The bankruptcy of Atommash OJSC was inspected by the Audit Chamber of Russian Federation at the request of the committee for industry, construction, transport and scientific technologies of the State Duma of Russian Federation No.3.11-21/1312 dated 21.10.2000. This audit showed that, with the complicity of specific officials, the State suffered colossal material damage. In particular, the State lost a 30% stake in Atommash OJSC. The purpose of the bankruptcy of Atommash OJSC was to deprive its majority shareholders – the State itself and Concern YACONTO JSC (Russia, Moscow) – of their property, and therefore, of control over the economic, financial and production activities of the industrial giant. As a result of the Audit, the College of the Audit Chamber of Russian Federation issued a Definition No.6(289) dated 22.02.2002.

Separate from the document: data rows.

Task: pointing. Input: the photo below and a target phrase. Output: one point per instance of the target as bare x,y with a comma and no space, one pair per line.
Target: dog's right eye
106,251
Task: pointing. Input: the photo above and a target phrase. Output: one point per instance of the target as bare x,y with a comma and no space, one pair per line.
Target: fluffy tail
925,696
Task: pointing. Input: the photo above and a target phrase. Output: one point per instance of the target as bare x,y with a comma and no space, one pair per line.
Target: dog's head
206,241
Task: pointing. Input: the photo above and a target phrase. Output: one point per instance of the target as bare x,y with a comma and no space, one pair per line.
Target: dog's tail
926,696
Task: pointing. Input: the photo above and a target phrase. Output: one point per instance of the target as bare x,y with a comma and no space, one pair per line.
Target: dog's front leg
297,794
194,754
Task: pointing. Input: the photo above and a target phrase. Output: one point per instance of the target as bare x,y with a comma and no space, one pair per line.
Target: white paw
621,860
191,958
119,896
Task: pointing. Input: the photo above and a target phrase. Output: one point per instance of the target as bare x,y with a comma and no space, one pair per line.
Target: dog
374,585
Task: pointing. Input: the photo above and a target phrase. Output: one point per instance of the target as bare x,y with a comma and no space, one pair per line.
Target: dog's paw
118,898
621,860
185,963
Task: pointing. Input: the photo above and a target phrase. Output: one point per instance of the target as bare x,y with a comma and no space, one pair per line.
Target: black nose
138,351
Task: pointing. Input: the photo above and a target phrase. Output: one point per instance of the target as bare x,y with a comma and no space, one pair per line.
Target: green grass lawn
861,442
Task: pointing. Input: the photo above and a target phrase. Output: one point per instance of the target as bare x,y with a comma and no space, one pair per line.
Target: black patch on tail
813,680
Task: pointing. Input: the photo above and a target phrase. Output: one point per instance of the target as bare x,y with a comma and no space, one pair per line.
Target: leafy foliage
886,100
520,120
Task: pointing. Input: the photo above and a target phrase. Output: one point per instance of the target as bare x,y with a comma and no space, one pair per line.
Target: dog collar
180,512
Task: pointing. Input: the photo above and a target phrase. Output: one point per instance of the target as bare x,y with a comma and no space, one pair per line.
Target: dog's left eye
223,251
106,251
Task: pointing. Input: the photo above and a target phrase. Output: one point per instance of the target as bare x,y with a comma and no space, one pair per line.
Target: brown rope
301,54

Bankruptcy of the strategic company caused great resonance in the Russian President's Administration and the Russian Government. First Deputy Secretary of the Security Council of Russia Mikhail Fradkov, in his Letter to the Deputy Prime Minister of Russia Viktor Khristenko (No.A21-1175 dated 28.03.2001), asks to conduct a verification of the actions of the Federal agency for insolvency (bankruptcy) proceedings against Atommash OJSC.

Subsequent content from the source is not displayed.